16. Have a second reader go over your draft
When you look at your work with new eyes, you may gain insight that you would not otherwise have. Have someone read it, even if it’s just a friend or coworker who isn’t a brilliant writer, and provide you with criticism.
Either the compliments will give you a lovely dopamine rush, or you’ll learn what stinks. Either way, everyone benefits.
17. Know your audience
Although peer review is crucial, your target audience is what matters most.
In addition to increasing reader retention, this will also increase the likelihood that your content will appear in Google search results. Your content can better match search intent by conducting some simple research.
The purpose of the query is its search intent. Why did they look up that term? What specifically are they looking for?
18. Encourage curiosity
How many times have you had to write a paper for class or anything at work that you have no interest in doing? How nicely was the paper produced?
It probably could have been better. Genuine curiosity about the subject they are writing about inspires great writers to discover the proper words and seem more engaging.
Find a means to become curious about whatever it is you need to write about if you’re having trouble doing so. View some intriguing YouTube videos or intriguing news articles there. Try anything to spark your curiosity.
19. Read renowned authors
Reading the works of other great writers will help you become a better writer. Start reading the works of the top authors in the subject matter you intend to write about.

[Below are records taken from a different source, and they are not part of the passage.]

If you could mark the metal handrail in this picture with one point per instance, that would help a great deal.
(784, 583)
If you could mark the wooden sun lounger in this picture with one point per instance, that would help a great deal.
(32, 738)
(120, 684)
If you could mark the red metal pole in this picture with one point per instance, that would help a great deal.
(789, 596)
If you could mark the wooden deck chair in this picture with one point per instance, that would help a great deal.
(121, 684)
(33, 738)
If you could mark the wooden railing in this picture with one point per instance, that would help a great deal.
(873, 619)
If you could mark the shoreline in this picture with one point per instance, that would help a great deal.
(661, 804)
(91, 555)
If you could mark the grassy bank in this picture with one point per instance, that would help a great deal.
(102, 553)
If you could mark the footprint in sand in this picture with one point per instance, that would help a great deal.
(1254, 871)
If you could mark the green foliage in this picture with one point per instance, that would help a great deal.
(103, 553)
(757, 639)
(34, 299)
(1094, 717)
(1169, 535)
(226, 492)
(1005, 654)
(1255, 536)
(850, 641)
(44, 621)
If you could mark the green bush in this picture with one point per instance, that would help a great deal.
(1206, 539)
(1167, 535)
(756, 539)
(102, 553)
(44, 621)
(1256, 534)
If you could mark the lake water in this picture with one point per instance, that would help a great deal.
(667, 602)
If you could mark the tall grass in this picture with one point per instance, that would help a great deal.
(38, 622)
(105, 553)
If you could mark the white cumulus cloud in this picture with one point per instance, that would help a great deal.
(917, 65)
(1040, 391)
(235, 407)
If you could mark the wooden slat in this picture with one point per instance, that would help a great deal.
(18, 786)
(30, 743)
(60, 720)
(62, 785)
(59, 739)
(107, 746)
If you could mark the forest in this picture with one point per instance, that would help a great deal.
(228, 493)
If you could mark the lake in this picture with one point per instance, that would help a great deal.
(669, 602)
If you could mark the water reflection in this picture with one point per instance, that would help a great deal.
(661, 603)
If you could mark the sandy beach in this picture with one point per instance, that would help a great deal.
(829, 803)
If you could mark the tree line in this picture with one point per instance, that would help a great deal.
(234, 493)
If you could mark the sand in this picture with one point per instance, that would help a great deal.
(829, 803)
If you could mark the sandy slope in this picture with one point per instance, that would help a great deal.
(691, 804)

Google is here to help you improve your best writing techniques.
20. Post a new piece of writing
When I started writing at coffee shops, restaurants, hip hotels, and even outside, my writing improved to the third-biggest.
Something about entering a new place jars your head and makes it easier to come up with better sentences. The next time you’re having trouble writing, try writing somewhere fresh.
21. Sleep on it
Finally, if you’ve tried all of these strategies and are still having trouble finding the appropriate words, take a short break. A restful night’s sleep is quite beneficial.
Funny how many times while trying to write something, I felt like I was hitting my head against a brick wall. But simply setting it aside until tomorrow completely changed my perspective.
It’s best to put the pen down for a while from time to time.
The most successful authors write frequently and aren’t hesitant to harshly revise their work.
Out of the 21 suggestions, reading aloud, keeping a notebook, and experimenting with new locations for writing are my top three recommendations. Hopefully, those three easy tips will enable you to write more effectively.